After the burial, the wake. In Shropshire this took place at the deceased’s dwelling, and by custom anyone who had come to the funeral as a mourner was invited. There would be spiced (mulled) ale and ‘posset’ which is a milk-based hot drink which included ale or spirits to fortify it. Higher status funerals may have offered brandy or wine, usually served hot, and ‘coffin-cakes’. These were coffin-shaped, based on a sponge-cake recipe and served in black paper. It was usual to offer a coffin-cake to guests as they left as well.
There was no extended period of mourning. In fact, it was ‘back to work in the morning’ for the majority of people. Though some may have worn black, or a piece of black, to the funeral, the idea of dressing from top to toe in mourning clothes would not have been even remotely possible for the majority of ordinary folk. Clothes were expensive, and they needed to be worn. While people would have had ‘Sunday clothes’ for going to Church, special occasions and some holidays, only the aristocracy and upper middle classes would have the luxury of an extended display of mourning. Even then, it was largely considered excessive to mourn the closest of relatives for more than six months.
I have a great interest in folklore. I believe that in the survival of rural customs there are echoes of the old pagan traditions and the possibility of reconstructing some of the forms, if not the beliefs, of the various older religions. This may not matter to many people – or even be possible – but I think that with an understanding of where we come from in terms of religion, and the form and function of the symbols that go toward making it ‘work’ we can generate better ceremonies which ‘speak’ to more people.
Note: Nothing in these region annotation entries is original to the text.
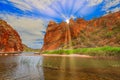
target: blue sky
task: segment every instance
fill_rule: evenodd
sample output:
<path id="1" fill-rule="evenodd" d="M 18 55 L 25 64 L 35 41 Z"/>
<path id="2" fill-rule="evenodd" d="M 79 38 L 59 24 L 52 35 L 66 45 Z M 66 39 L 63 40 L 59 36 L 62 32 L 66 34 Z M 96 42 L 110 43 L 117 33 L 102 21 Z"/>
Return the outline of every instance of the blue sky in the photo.
<path id="1" fill-rule="evenodd" d="M 0 18 L 16 29 L 22 42 L 31 48 L 42 47 L 50 20 L 90 20 L 117 11 L 120 0 L 0 0 Z"/>

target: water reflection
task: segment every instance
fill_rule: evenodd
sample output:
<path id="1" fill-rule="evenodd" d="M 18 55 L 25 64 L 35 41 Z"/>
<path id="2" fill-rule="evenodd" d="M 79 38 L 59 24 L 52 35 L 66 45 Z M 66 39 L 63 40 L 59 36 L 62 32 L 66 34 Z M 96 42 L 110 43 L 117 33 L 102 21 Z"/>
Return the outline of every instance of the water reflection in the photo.
<path id="1" fill-rule="evenodd" d="M 119 58 L 24 54 L 0 57 L 0 80 L 120 80 Z"/>
<path id="2" fill-rule="evenodd" d="M 0 57 L 0 80 L 44 80 L 42 56 Z"/>

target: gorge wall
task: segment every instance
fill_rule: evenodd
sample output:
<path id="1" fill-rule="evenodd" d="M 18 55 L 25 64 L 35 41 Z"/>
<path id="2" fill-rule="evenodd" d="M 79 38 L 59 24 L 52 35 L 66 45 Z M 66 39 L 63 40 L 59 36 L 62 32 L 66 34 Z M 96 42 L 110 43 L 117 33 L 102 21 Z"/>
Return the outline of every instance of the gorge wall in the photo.
<path id="1" fill-rule="evenodd" d="M 41 50 L 120 46 L 120 11 L 86 21 L 50 21 Z"/>
<path id="2" fill-rule="evenodd" d="M 0 19 L 0 53 L 23 51 L 19 34 L 7 22 Z"/>

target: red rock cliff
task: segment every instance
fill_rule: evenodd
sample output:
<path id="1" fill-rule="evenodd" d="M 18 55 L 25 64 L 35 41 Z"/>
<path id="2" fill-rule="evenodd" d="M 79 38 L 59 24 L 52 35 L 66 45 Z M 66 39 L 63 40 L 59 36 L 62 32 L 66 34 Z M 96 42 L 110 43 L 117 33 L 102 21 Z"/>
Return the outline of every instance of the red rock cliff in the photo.
<path id="1" fill-rule="evenodd" d="M 5 21 L 0 20 L 0 53 L 23 51 L 19 34 Z"/>
<path id="2" fill-rule="evenodd" d="M 120 46 L 120 11 L 101 18 L 85 21 L 70 19 L 69 24 L 49 22 L 41 50 L 54 50 L 72 46 Z"/>

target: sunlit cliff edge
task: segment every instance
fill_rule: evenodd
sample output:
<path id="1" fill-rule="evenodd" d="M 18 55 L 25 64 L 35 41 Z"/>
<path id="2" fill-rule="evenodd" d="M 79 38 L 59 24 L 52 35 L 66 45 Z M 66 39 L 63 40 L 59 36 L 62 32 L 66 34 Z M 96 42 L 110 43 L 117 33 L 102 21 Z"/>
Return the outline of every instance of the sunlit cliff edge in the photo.
<path id="1" fill-rule="evenodd" d="M 22 40 L 6 21 L 0 19 L 0 53 L 23 51 Z"/>

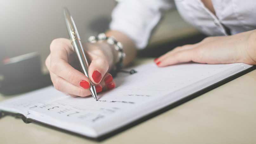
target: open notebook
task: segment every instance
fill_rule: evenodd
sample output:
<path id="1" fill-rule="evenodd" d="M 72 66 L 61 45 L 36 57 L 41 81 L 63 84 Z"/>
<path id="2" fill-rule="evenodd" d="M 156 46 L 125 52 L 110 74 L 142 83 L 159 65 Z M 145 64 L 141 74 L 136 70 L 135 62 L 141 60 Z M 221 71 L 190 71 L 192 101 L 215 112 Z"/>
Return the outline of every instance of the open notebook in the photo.
<path id="1" fill-rule="evenodd" d="M 50 86 L 2 101 L 0 110 L 19 114 L 29 121 L 98 138 L 199 92 L 209 90 L 255 69 L 252 67 L 190 63 L 159 68 L 149 63 L 132 68 L 138 72 L 134 74 L 119 74 L 116 88 L 99 94 L 97 101 L 90 96 L 72 97 Z"/>

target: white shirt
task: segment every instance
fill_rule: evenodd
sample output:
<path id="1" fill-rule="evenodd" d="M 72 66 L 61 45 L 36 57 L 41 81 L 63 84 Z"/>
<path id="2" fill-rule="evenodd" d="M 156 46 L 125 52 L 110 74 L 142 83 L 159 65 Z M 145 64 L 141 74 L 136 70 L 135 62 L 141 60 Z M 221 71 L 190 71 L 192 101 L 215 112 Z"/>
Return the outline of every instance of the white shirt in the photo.
<path id="1" fill-rule="evenodd" d="M 175 4 L 186 22 L 209 36 L 233 35 L 256 29 L 255 0 L 212 1 L 215 15 L 201 0 L 123 0 L 112 12 L 110 28 L 126 34 L 138 48 L 143 48 L 164 11 Z"/>

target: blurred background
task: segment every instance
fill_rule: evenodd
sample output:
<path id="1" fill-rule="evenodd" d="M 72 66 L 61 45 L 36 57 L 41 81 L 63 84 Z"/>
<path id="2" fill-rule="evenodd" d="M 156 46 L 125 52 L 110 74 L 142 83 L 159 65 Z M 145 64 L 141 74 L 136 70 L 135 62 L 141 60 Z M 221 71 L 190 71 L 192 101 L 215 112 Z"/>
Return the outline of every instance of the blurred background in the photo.
<path id="1" fill-rule="evenodd" d="M 64 7 L 75 21 L 81 40 L 85 41 L 89 36 L 108 29 L 117 3 L 114 0 L 0 1 L 0 93 L 16 94 L 51 84 L 44 61 L 52 40 L 69 38 L 63 14 Z M 205 36 L 172 10 L 154 31 L 146 51 L 140 51 L 138 56 L 156 57 Z"/>

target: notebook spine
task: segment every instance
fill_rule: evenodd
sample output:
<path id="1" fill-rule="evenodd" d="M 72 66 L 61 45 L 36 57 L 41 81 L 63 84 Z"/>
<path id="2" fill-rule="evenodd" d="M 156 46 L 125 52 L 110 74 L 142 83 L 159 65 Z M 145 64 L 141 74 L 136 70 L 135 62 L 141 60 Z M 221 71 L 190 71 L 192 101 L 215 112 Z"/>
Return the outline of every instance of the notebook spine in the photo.
<path id="1" fill-rule="evenodd" d="M 22 121 L 26 123 L 29 123 L 31 122 L 31 121 L 28 120 L 25 115 L 22 114 L 0 110 L 0 118 L 7 115 L 14 116 L 16 118 L 21 118 Z"/>
<path id="2" fill-rule="evenodd" d="M 0 119 L 3 116 L 3 112 L 0 110 Z"/>

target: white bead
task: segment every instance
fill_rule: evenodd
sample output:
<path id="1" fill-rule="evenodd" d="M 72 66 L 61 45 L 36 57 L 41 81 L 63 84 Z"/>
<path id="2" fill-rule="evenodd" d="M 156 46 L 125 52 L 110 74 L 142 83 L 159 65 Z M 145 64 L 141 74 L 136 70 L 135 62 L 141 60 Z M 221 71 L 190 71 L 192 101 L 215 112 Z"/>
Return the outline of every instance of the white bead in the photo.
<path id="1" fill-rule="evenodd" d="M 101 33 L 98 35 L 98 38 L 100 40 L 106 40 L 107 37 L 104 33 Z"/>
<path id="2" fill-rule="evenodd" d="M 119 47 L 119 49 L 123 49 L 123 45 L 122 45 L 122 44 L 120 42 L 118 42 L 116 44 L 116 45 L 117 46 Z"/>
<path id="3" fill-rule="evenodd" d="M 94 36 L 91 36 L 89 37 L 88 40 L 90 43 L 94 43 L 96 42 L 96 38 Z"/>
<path id="4" fill-rule="evenodd" d="M 107 40 L 107 42 L 110 44 L 114 44 L 115 41 L 114 39 L 112 37 L 109 37 Z"/>

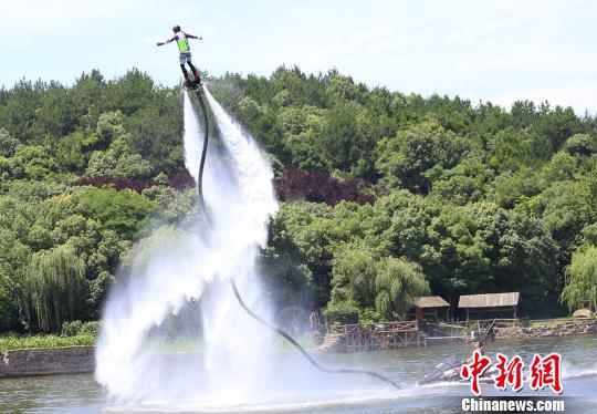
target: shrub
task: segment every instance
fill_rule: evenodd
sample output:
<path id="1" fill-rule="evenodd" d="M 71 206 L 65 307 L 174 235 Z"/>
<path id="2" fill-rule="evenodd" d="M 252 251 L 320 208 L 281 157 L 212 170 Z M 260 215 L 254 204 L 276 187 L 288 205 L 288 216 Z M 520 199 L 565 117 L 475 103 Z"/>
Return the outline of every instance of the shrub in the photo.
<path id="1" fill-rule="evenodd" d="M 76 337 L 81 332 L 81 328 L 83 327 L 83 322 L 80 320 L 72 321 L 72 322 L 63 322 L 62 323 L 62 337 Z"/>
<path id="2" fill-rule="evenodd" d="M 85 337 L 97 338 L 98 332 L 100 332 L 100 321 L 91 321 L 91 322 L 83 323 L 83 327 L 81 327 L 78 334 L 85 335 Z"/>
<path id="3" fill-rule="evenodd" d="M 327 323 L 358 323 L 358 307 L 354 301 L 329 302 L 324 311 Z"/>

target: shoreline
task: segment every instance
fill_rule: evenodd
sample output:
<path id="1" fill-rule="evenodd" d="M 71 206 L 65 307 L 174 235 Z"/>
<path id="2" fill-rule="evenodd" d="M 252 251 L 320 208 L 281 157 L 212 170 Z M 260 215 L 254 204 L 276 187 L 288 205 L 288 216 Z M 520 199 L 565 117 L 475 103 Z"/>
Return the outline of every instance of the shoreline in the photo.
<path id="1" fill-rule="evenodd" d="M 597 319 L 570 320 L 537 327 L 495 328 L 495 341 L 541 340 L 597 335 Z M 310 349 L 312 354 L 345 353 L 338 350 Z M 364 351 L 367 352 L 367 351 Z M 172 352 L 164 355 L 180 355 Z M 197 352 L 190 352 L 197 353 Z M 0 380 L 25 376 L 87 374 L 95 371 L 95 345 L 30 348 L 0 352 Z"/>

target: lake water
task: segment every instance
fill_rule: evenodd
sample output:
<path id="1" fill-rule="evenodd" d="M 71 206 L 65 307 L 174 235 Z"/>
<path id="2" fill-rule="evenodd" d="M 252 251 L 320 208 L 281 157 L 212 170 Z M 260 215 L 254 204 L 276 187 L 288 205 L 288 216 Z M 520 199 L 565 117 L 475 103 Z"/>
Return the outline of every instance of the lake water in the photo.
<path id="1" fill-rule="evenodd" d="M 597 413 L 597 338 L 562 338 L 541 341 L 494 342 L 488 355 L 495 352 L 520 354 L 526 366 L 533 353 L 559 352 L 563 356 L 563 396 L 566 412 Z M 377 370 L 404 389 L 395 391 L 384 384 L 353 375 L 321 374 L 311 389 L 289 395 L 272 393 L 268 399 L 235 406 L 214 406 L 197 401 L 180 404 L 135 406 L 109 402 L 93 375 L 60 375 L 0 380 L 0 412 L 94 413 L 94 412 L 250 412 L 250 413 L 440 413 L 459 406 L 459 396 L 470 396 L 468 384 L 417 386 L 417 379 L 444 358 L 465 355 L 468 346 L 451 344 L 427 349 L 317 355 L 334 366 L 358 366 Z M 297 355 L 289 356 L 291 359 Z M 294 361 L 293 363 L 296 363 Z M 306 362 L 305 362 L 306 363 Z M 525 368 L 525 370 L 527 370 Z M 200 375 L 200 373 L 198 373 Z M 292 384 L 293 372 L 281 370 Z M 192 381 L 192 379 L 189 379 Z M 292 386 L 292 385 L 291 385 Z M 483 395 L 504 395 L 492 385 L 482 386 Z M 549 390 L 533 392 L 525 383 L 519 394 L 553 396 Z"/>

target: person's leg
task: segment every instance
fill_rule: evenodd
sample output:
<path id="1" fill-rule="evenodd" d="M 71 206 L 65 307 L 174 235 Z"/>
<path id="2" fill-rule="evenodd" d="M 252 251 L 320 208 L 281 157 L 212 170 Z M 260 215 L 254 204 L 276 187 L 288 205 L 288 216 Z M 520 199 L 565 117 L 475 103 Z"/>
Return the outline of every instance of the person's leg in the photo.
<path id="1" fill-rule="evenodd" d="M 201 76 L 199 76 L 199 71 L 197 71 L 197 69 L 193 66 L 192 62 L 190 61 L 190 58 L 187 59 L 187 63 L 189 64 L 189 68 L 191 69 L 191 72 L 195 76 L 195 81 L 200 83 Z"/>
<path id="2" fill-rule="evenodd" d="M 182 75 L 185 76 L 185 82 L 189 82 L 190 79 L 189 73 L 187 72 L 187 68 L 185 68 L 185 60 L 186 58 L 181 54 L 179 58 L 180 70 L 182 71 Z"/>

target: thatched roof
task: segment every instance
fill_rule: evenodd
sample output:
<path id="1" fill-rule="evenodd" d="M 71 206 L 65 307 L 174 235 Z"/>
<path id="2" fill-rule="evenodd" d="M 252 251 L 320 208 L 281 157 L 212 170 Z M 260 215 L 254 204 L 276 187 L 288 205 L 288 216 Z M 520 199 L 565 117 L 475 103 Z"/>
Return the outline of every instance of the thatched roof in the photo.
<path id="1" fill-rule="evenodd" d="M 415 298 L 415 306 L 417 308 L 446 308 L 450 303 L 444 301 L 441 297 L 417 297 Z"/>
<path id="2" fill-rule="evenodd" d="M 520 292 L 463 294 L 458 301 L 459 308 L 499 308 L 519 304 Z"/>

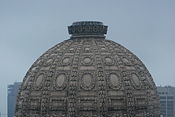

Writers like George Ewart Evans and Chris Barber preserved a huge amount of oral evidence; much of the information in this blog was from a novel written by an author with a deep personal knowledge of the area and customs she was writing about. Of course, this has to be tested against the history and the material culture (archaeology) to create the most balanced, logical and ‘reasonable’ explanation for an object, a comment or a story. Who knows, maybe we can talk to the bees if we listen hard enough?